A reporter noted that Djokovic does still have time to get vaccinated before play begins at Flushing Meadows on Aug. 29, and then asked him whether “you’ve completely closed your mind to that as an option.”
Djokovic replied with one word: “Yes.”
Iga Swiatek is No. 1 in the WTA rankings, seeded No. 1 at Wimbledon, coming off a French Open championship and riding a 35-match winning streak heading into her opening match Tuesday at Centre Court.
She also won the junior title at the All England Club in 2018.
And yet Swiatek is quite clear about knowing that her career record in the main draw at the grass-court Grand Slam tournament is merely 3-2.
“Honestly I still feel like I need to figure out grass. Last year, for sure, it was that kind of tournament where I didn’t know what to expect. Then match by match, I realized maybe I can do more and more,” said Swiatek, a 21-year-old from Poland whose Wimbledon debut in 2019 ended in the first round before she got to the fourth round in 2021.

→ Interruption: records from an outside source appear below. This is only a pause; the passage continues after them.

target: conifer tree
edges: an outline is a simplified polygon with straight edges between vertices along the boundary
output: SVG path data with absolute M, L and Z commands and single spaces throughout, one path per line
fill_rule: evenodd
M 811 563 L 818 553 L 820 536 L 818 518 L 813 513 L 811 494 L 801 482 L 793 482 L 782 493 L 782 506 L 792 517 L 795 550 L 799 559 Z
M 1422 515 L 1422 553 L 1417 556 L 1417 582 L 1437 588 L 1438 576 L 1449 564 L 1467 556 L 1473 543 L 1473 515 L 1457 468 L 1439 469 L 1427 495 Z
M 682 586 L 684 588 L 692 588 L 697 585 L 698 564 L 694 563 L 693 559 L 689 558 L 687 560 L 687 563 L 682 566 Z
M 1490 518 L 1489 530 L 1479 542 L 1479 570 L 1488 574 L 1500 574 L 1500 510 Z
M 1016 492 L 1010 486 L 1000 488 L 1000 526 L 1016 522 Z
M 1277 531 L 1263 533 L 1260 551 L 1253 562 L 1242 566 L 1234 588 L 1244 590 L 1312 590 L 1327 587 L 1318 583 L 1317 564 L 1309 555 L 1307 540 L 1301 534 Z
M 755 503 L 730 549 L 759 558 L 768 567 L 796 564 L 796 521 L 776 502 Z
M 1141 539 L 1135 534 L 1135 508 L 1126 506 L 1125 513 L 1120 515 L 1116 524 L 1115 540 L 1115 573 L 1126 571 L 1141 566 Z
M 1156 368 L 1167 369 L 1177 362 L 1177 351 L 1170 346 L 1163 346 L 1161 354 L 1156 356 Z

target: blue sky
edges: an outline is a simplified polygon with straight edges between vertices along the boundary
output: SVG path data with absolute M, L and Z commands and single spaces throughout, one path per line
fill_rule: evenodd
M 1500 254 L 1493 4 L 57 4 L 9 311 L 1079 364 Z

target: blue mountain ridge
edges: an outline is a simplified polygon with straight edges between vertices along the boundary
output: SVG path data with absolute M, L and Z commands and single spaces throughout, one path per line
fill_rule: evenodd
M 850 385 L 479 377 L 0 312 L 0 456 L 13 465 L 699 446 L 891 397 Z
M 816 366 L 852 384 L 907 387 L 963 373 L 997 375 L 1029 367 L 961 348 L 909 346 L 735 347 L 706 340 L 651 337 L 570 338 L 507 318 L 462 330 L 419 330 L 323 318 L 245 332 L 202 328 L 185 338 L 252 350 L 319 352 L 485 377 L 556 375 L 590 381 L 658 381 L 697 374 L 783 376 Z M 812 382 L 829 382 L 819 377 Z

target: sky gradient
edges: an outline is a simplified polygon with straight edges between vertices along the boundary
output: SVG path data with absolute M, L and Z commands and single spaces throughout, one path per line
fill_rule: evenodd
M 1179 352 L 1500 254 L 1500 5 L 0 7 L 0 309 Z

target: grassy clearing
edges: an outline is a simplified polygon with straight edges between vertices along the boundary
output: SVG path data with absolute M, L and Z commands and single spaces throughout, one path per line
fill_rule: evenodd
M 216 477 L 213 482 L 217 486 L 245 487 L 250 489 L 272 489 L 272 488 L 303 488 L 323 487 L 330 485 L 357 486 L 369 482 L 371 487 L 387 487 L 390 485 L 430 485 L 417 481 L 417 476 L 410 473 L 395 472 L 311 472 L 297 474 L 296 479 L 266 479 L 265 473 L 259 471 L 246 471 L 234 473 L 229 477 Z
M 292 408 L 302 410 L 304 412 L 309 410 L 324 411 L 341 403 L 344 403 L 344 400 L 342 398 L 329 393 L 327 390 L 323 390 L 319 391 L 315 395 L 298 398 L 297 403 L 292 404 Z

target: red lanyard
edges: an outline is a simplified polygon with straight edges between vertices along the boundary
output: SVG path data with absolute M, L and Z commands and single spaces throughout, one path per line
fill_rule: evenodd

“I’m just trying to stay open-minded and kind of take positives from the situation and realize that I can play without any expectations,” she said. “I have so much … successes this season that I don’t have to kind of show everybody that I need to play well in every tournament because it’s tennis. We have ups and downs. So I try to play without expectations and just see what this tournament brings me.”
Nadal said after winning the French Open thanks to pain-killing injections to numb the chronic pain in his left foot that he wasn’t sure whether he would be able to show up at Wimbledon.
Well, here he is, halfway to a calendar-year Grand Slam for the first time, and he said Saturday that some new treatments he had after leaving Roland Garros did help calm the nerve that’s been flaring up — even if he pointed out that they didn’t “fix the injury.”
“First of all, I can walk normally most of the days, almost every single day. That’s, for me, the main issue,” Nadal said. “When I wake up, I don’t have this pain that I was having for the last year and a half. So quite happy about that.”
He said he’s been able to practice better over the last two weeks, without facing “these terrible days that I can’t move at all.”
The two-time Wimbledon champion, whose first match will be Tuesday, did caution: “I can’t be super happy, because I don’t know what can happen.”
CHANGES FOR 2022
Changes for the tournament this year include a shift to first-to-10-points, win-by-two tiebreakers at 6-all in the third set of women’s matches and fifth set of men’s matches; the first time play is planned for the middle Sunday, which traditionally has been a day off; a return to full capacity at all courts and the return of the queue for folks who want to camp out in order to try to get tickets, two years after the coronavirus pandemic led to the cancellation of Wimbledon entirely, and one year after the All England Club limited crowd sizes and temporarily eliminated the queue.